How to retrieve the body section from the rtfString ?

@houmaid You can use the following simple code to load RTF string into Aspose.Words.Document:

private static Document LoadRtfString(string rtf)
{
    using (MemoryStream rtfStream = new MemoryStream(Encoding.UTF8.GetBytes(rtf)))
    {
        return new Document(rtfStream);
    }
}

Once it is loaded you can work with it as with regular document. If you need more assistance, please elaborate your requirements in more details.

Hello Alexey

So i have used the following code to convert an html image to RTF:

private static string GetRtfString(string html)
{
    string rtfString = "";
    // Create a document and insert HTML into it.
    DocumentBuilder builder = new DocumentBuilder();
    builder.InsertHtml(html);
    // Save document to stream as RTF and get RTF string.
    using (MemoryStream rtfStream = new MemoryStream())
    {
        builder.Document.Save(rtfStream, SaveFormat.Rtf);
        byte[] rtfBytes = rtfStream.ToArray();
        rtfString = Encoding.UTF8.GetString(rtfBytes);
    }
    return rtfString;
}

this rtfString is then merged into another RTF document.
However, this rtfString returned has different fonts than my main RTF doc.
I already tried to replace the font but it won’t work.

Is it possible to just retrieve the image from rtfString ?

@houmaid Why do not you directly insert HTML into your main document?

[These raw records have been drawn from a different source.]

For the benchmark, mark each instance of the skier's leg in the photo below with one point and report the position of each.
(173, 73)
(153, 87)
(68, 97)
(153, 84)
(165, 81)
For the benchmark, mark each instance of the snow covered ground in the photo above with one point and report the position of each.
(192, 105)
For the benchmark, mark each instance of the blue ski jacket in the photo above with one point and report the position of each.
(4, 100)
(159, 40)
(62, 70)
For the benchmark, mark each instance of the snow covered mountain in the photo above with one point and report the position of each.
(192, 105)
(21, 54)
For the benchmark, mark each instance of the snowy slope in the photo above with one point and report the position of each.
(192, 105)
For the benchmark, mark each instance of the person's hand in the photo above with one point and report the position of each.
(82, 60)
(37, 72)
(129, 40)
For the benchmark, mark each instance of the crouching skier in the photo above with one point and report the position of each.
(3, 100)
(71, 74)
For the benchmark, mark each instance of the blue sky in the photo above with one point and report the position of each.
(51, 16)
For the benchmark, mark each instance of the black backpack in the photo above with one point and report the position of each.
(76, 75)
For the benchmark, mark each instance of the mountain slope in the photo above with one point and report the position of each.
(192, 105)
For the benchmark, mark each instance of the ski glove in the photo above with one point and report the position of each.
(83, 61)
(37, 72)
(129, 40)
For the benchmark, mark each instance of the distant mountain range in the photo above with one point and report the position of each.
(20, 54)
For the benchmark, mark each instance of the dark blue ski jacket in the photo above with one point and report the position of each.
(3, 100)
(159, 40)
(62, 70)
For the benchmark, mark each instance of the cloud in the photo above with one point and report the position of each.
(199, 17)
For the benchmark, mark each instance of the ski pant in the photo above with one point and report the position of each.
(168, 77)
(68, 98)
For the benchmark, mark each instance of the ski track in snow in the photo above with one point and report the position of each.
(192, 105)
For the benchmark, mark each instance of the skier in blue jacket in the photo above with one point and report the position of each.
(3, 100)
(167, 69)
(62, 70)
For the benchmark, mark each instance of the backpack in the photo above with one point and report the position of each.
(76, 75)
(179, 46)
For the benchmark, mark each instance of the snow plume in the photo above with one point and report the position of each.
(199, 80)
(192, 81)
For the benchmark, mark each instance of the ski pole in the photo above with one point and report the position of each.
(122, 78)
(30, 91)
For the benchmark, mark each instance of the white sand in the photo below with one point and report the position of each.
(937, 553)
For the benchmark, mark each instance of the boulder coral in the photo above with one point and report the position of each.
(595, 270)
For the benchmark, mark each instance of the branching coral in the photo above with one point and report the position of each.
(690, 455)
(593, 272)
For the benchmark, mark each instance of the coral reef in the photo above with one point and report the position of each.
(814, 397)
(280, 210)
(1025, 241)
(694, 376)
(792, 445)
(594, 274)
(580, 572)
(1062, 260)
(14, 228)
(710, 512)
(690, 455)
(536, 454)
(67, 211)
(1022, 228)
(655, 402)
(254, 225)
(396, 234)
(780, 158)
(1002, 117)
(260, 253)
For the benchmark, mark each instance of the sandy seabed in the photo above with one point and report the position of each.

Could you please elaborate your requirements in more details and provide you input documents, output and expected output? We will check and provide you more information or a solution.

i have tried the way you described.
I inserted the html into a docx now. So how do i retrieve the text inside the w:body ?

@houmaid If you need to extracts only text content, you can either simply save the document to TXT format, or use Node.ToString method. For example see the following code:

// If required you can specy additioanl TXT save options
TxtSaveOptions opt = new TxtSaveOptions();
// Ignore headers and footers.
opt.ExportHeadersFootersMode = TxtExportHeadersFootersMode.None;

// Extracts text content using ToString method.
string textContent = doc.ToString(opt);

Thanks
The HTML is added to the docx however the HTML contains a base 64 image and the docx gives an error .
How to add HTML base64 image to the docx?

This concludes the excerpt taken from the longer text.